The 22-member presidential search committee “unanimously” agreed to recommend Kim, who is currently the dean and director of the Herberger Institute of Design and the Arts at Arizona State University, in a meeting Feb. 15, the email stated.
Turner said the decision was primarily based on the results of a SurveyMonkey questionnaire that was open to the entire college on Feb. 13, after Kim spoke at two forums at 10 a.m. and 2:30 p.m. The forums were the first time Kim addressed the campus community.
A representative from Isaacson, Miller, a search firm the panel hired to aid in the hunt, was impressed with the number of positive responses Kim received, Turner said.
“[The panel] was thrilled to hear that,” Turner said. “We read [the surveys], and we thought they were great, but [the representative] said this is unusual. [Kim] really captured everyone’s attention.”
According to Turner, the panel considered Kim’s leadership, communication skills and expertise in higher education when recommending him to the board.
“We believe the characteristics we described will be evident in the coming years,” Turner said.
Mark Kelly, vice president of Student Affairs, who attended the afternoon forum, said he was pleased with Kim and the thoughts he shared with the audience.
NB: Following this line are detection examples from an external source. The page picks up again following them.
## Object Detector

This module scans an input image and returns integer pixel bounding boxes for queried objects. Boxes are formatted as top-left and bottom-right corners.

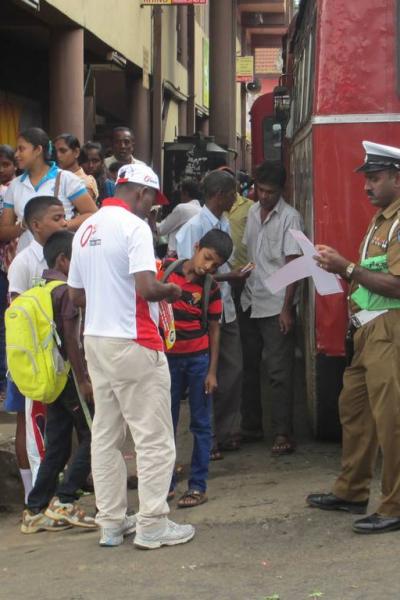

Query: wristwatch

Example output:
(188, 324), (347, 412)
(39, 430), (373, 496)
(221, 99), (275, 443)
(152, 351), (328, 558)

(345, 263), (356, 280)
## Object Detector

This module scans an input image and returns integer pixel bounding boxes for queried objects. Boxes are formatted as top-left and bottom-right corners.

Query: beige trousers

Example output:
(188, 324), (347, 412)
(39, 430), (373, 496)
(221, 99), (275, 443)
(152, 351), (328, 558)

(85, 336), (175, 530)
(333, 310), (400, 517)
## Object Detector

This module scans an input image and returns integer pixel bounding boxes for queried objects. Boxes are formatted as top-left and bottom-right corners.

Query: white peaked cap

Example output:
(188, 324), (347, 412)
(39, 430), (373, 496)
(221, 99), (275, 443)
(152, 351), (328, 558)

(357, 141), (400, 173)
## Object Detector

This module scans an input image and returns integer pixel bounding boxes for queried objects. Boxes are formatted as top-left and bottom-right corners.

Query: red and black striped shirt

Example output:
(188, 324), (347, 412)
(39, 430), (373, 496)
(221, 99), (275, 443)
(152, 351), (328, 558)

(162, 259), (222, 356)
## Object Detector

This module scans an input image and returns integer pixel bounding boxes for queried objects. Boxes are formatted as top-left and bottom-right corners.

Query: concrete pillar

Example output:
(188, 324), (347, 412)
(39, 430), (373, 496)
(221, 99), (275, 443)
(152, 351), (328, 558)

(210, 0), (237, 160)
(186, 6), (196, 135)
(152, 6), (162, 179)
(49, 29), (84, 142)
(128, 79), (151, 163)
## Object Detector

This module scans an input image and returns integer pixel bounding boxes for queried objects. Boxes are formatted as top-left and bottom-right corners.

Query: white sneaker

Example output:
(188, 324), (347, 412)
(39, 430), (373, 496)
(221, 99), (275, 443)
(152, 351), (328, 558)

(133, 519), (195, 550)
(99, 515), (136, 547)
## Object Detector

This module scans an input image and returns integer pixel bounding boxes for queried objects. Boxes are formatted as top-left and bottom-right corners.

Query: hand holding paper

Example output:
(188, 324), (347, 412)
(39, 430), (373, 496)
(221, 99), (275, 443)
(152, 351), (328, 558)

(266, 229), (343, 296)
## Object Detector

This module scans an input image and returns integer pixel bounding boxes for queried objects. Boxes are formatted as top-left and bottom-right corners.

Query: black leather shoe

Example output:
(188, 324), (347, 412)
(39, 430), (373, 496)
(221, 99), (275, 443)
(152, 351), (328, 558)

(307, 494), (368, 515)
(353, 513), (400, 533)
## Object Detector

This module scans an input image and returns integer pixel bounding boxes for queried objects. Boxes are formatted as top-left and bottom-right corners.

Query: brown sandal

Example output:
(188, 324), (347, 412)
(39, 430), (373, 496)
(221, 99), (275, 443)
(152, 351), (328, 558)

(210, 446), (224, 461)
(177, 490), (208, 508)
(271, 435), (296, 456)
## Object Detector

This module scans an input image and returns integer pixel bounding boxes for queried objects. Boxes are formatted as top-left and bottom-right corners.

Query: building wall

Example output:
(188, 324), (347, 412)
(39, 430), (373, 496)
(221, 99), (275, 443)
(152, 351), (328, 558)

(162, 6), (188, 97)
(47, 0), (152, 67)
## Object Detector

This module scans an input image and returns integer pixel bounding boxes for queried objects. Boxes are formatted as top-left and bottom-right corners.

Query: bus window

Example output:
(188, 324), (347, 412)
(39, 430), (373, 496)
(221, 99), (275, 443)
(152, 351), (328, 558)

(263, 117), (282, 160)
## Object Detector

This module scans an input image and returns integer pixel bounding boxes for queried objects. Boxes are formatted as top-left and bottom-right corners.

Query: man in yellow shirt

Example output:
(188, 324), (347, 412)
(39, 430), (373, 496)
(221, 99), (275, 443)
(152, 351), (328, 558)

(219, 166), (254, 270)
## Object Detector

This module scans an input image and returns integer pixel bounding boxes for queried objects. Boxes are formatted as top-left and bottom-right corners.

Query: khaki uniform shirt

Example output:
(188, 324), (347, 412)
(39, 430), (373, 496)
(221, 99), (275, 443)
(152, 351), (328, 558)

(349, 198), (400, 314)
(225, 194), (254, 269)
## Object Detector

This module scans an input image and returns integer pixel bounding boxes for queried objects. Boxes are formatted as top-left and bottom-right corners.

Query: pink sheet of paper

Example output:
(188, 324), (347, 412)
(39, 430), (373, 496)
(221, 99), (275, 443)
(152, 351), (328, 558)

(266, 229), (343, 296)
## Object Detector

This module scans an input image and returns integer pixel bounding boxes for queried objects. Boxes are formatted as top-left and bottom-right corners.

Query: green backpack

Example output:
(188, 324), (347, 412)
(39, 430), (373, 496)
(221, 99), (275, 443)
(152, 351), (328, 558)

(5, 281), (70, 404)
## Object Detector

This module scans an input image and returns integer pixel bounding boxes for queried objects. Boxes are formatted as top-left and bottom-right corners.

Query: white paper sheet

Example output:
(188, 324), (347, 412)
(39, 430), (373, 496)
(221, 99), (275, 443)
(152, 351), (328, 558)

(266, 229), (343, 296)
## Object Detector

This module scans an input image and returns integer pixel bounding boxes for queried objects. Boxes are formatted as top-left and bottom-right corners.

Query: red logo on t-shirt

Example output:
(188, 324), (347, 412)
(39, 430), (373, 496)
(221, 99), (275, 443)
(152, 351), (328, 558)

(81, 225), (96, 248)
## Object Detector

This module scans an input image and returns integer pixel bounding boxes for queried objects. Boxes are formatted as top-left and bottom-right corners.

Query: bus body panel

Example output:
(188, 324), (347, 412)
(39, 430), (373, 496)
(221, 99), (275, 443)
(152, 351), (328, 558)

(313, 123), (400, 356)
(314, 0), (400, 115)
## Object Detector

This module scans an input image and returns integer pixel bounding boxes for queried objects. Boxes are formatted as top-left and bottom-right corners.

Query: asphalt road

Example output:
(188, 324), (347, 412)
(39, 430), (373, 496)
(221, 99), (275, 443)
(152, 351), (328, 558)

(0, 404), (400, 600)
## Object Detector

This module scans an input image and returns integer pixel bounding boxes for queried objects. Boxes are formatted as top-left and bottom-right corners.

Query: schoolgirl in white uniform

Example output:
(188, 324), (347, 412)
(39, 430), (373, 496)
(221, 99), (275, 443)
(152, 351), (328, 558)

(0, 127), (97, 251)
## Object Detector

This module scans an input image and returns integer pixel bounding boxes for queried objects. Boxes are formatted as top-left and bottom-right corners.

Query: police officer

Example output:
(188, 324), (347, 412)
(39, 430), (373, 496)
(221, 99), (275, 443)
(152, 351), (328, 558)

(307, 142), (400, 533)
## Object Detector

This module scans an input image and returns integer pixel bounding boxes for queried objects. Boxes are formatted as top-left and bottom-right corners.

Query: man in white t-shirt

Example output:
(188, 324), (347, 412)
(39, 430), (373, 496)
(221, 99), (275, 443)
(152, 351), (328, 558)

(156, 178), (201, 256)
(68, 164), (194, 549)
(104, 127), (145, 169)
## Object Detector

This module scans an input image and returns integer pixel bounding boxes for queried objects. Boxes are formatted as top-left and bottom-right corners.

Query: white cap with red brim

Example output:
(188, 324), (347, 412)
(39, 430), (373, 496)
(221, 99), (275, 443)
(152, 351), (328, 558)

(116, 163), (169, 206)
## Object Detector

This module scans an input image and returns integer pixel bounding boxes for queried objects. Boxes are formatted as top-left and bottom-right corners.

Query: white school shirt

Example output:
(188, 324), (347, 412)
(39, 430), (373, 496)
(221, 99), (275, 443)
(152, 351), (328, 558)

(4, 162), (87, 252)
(241, 198), (303, 318)
(7, 240), (48, 294)
(176, 206), (236, 323)
(157, 200), (201, 252)
(68, 198), (163, 351)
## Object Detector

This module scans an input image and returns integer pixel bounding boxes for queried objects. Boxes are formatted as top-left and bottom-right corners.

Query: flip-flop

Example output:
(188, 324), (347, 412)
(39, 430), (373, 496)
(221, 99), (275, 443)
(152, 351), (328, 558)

(177, 490), (208, 508)
(210, 447), (224, 461)
(271, 435), (296, 456)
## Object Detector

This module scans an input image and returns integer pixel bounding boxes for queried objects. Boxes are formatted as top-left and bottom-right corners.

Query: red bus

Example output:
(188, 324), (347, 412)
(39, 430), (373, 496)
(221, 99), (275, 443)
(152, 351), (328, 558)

(252, 0), (400, 439)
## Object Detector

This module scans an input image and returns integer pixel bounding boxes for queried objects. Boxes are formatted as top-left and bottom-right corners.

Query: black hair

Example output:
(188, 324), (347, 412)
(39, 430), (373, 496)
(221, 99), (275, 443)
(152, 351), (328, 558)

(180, 177), (200, 200)
(24, 196), (63, 227)
(0, 144), (16, 165)
(18, 127), (53, 163)
(108, 160), (125, 173)
(199, 229), (233, 262)
(113, 125), (135, 139)
(81, 141), (104, 160)
(43, 229), (74, 269)
(218, 165), (235, 177)
(254, 160), (286, 189)
(203, 171), (236, 200)
(54, 133), (81, 150)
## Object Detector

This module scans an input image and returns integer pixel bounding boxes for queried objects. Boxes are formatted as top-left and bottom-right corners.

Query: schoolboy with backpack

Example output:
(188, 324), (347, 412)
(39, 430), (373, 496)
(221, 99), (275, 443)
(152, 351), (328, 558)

(6, 230), (97, 533)
(162, 229), (233, 508)
(4, 196), (67, 501)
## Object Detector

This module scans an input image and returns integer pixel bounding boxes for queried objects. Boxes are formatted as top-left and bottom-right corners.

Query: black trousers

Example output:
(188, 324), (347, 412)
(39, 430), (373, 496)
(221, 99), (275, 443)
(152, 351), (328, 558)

(239, 309), (295, 436)
(28, 376), (92, 512)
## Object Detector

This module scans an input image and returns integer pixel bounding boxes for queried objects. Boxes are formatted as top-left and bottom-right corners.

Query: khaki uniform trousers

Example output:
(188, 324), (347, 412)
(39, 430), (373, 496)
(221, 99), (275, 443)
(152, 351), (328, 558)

(332, 309), (400, 517)
(85, 336), (175, 532)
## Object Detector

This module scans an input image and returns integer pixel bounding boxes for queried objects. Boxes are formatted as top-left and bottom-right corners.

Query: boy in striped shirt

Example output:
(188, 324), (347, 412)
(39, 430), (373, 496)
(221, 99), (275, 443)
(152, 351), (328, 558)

(163, 229), (233, 508)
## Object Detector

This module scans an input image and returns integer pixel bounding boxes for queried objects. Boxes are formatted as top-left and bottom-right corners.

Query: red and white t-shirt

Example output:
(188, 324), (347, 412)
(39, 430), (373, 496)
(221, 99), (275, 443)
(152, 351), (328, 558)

(68, 198), (163, 351)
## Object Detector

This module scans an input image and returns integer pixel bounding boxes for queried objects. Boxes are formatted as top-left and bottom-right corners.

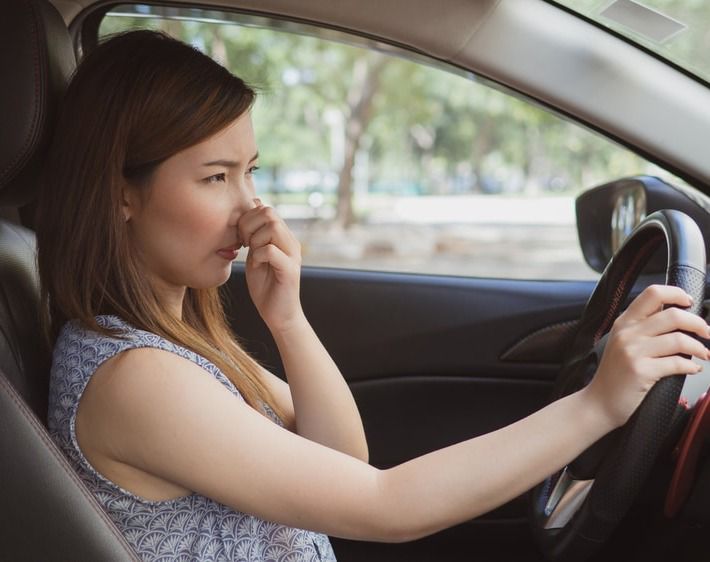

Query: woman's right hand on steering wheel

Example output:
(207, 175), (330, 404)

(584, 285), (710, 427)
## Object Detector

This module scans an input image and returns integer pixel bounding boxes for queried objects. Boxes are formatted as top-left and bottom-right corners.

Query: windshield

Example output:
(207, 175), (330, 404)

(557, 0), (710, 81)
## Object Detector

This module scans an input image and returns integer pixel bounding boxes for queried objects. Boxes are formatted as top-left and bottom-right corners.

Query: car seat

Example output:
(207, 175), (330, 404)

(0, 0), (138, 561)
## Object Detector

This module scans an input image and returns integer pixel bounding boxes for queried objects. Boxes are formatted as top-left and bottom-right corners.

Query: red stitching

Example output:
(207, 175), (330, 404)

(594, 236), (658, 344)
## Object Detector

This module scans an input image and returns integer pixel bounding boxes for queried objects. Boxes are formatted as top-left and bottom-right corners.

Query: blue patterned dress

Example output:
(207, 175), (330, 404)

(48, 316), (335, 562)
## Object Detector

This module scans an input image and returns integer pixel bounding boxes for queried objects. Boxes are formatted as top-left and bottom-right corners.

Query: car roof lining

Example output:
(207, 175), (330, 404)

(53, 0), (710, 191)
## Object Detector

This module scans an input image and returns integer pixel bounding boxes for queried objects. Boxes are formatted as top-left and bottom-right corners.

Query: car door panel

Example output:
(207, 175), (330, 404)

(226, 264), (593, 560)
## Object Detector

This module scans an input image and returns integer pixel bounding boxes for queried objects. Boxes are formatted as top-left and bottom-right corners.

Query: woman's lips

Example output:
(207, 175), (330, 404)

(217, 246), (239, 261)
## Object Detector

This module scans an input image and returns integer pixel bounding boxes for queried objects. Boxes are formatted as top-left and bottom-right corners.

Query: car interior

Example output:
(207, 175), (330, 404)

(0, 0), (710, 561)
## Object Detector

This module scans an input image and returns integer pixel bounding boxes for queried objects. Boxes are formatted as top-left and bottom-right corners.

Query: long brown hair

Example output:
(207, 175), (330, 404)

(36, 31), (283, 415)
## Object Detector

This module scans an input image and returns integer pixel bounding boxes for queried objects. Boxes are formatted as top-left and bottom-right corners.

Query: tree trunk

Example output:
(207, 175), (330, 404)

(334, 53), (388, 229)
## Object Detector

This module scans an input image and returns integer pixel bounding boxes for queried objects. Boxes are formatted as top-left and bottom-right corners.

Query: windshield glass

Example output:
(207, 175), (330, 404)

(557, 0), (710, 81)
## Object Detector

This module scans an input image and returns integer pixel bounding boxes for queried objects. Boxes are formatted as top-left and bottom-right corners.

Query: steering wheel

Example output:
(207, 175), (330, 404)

(531, 210), (707, 562)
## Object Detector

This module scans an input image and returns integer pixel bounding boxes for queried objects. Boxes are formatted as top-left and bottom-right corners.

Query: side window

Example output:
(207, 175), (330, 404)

(99, 5), (680, 279)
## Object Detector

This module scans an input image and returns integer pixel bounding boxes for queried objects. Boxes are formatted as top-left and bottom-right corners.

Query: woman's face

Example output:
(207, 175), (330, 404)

(124, 113), (257, 304)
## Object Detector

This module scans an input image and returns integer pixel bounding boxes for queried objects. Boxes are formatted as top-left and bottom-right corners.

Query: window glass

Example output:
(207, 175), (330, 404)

(100, 5), (675, 279)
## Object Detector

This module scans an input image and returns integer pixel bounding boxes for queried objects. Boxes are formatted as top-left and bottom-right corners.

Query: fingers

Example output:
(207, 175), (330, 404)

(247, 244), (297, 276)
(237, 199), (300, 256)
(623, 285), (693, 320)
(646, 332), (710, 361)
(637, 308), (710, 338)
(648, 355), (703, 379)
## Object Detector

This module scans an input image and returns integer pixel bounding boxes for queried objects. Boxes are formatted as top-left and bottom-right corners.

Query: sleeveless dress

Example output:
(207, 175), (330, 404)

(48, 316), (335, 562)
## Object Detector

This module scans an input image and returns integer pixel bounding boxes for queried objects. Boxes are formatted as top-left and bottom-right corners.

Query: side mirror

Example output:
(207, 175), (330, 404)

(576, 176), (710, 273)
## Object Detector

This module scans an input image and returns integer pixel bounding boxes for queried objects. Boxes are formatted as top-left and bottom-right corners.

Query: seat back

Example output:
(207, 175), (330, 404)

(0, 0), (138, 561)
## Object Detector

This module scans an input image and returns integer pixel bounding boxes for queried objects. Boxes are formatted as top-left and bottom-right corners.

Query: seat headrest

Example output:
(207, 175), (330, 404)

(0, 0), (76, 206)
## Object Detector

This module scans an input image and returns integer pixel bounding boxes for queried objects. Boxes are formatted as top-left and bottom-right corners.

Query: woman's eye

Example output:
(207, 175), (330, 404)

(204, 173), (227, 183)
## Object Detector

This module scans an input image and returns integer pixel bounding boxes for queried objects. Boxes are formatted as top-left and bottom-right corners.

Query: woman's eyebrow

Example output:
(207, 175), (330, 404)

(202, 152), (259, 168)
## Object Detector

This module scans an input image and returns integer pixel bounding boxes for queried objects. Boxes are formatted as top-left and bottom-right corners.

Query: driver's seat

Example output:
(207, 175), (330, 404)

(0, 0), (137, 561)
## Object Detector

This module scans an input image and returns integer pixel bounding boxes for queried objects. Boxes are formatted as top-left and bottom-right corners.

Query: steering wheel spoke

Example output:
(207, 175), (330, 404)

(531, 210), (707, 562)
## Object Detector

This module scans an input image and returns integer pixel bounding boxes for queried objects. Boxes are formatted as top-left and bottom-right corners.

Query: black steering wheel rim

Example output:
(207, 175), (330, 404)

(530, 210), (706, 562)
The community as a whole appreciates the work the presidential advisory panel has done in selecting Kim as the finalist, he added.
“I think [the college] is going to owe the search committee a big debt of gratitude because I think [Kim] appears to be an outstanding candidate,” Kelly said.
Deborah Holdstein, dean of the School of Liberal Art and Sciences, agreed with Kelly, adding she was pleased that the search committee found Kim.
Holdstein, who also attended the afternoon forum, said she was impressed with the way Kim fielded questions from students and faculty members.
“We have an outstanding candidate who understands Columbia and the many different types of educational opportunities we offer our students,” Holdstein said.
Jan Chindlund, dean of the library, who attended the morning forum, said she was impressed with Kim’s remarks, particularly on the need to prepare students for inevitable surprises, like mounting student loan debt.
The forums gave the community insight into how Kim would lead the college and communicate with all of its members, Chindlund said.
“The forums were a great idea,” she said. “They gave us visibility into the leadership and the communication style of [the candidate].”
According to Kelly, Kim’s commitment to being student-centric and present on campus will help bring the college closer.
Kelly said Kim’s opening speech pertaining to access and excellence showed he understands the tension between offering rigorous courses and remaining committed to access and diversity.
“To start his presentation nailing on the head what has been the challenge for Columbia … convinced me that he understands these issues and he will bring leadership to something we always struggle with and endorse at Columbia,” Kelly said.
In regard to Kim’s proposed governance model, which will require a strong partnership between the president and the provost, Kelly said the plan was “spot on.”
After attending the forum and meeting the finalist candidate, Kelly said he would be “thrilled” to work with Kim.
“I think what we all came away with is this impression of a very personable, bright, ambitious individual who is going to bring a lot of energy [to the college] and is determined to bring Columbia to the next level,” Kelly said.